2

I've been messing around with qpdf, and noticed something that seems huge: that a document's Owner Password is essentially useless, as it can be easily unset, and therefore that only the User Password offers any real security for a PDF.

For example, when I set a User Password and an Owner Password on a PDF:

qpdf --encrypt "zeus" "zeussecurity" 128 --modify-other=n --extract=n --annotate=n --form=y --use-aes=y -- "Unsecured.pdf" "Secured.pdf"

...all that's needed to unset both of them is the User Password:

qpdf --decrypt --password=zeus Secured.pdf Secured_decrypted.pdf 

When I set only an Owner Password on a PDF:

qpdf --encrypt "" "zeussecurity" 128 --modify-other=n --extract=n --annotate=n --form=y --use-aes=y -- "Unsecured.pdf" "Secured.pdf"

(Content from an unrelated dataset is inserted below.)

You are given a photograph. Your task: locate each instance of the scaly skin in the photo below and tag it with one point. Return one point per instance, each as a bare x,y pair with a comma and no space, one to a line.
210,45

...I'm able to unset it without a password at all:

qpdf --decrypt Secured.pdf Secured_decrypted.pdf

Notice that qpdf is not a brute-forcing program and this all happens in less than a second, so this isn't a case of password strength - the passwords are simply being bypassed entirely.

Is this normal behaviour for the security on a PDF, or some sort of bug/edge case that I've run into?

Hashim Aziz
  • 969
  • 8
  • 21

1 Answers1

4

Yes, that's normal. Only the user password offers any real security; the owner password is pure snake oil (thanks Adobe). I'll make the same comparison I always make: if the owner password actually worked as advertised, it would be equivalent to effective DRM, which is well-known to be impossible.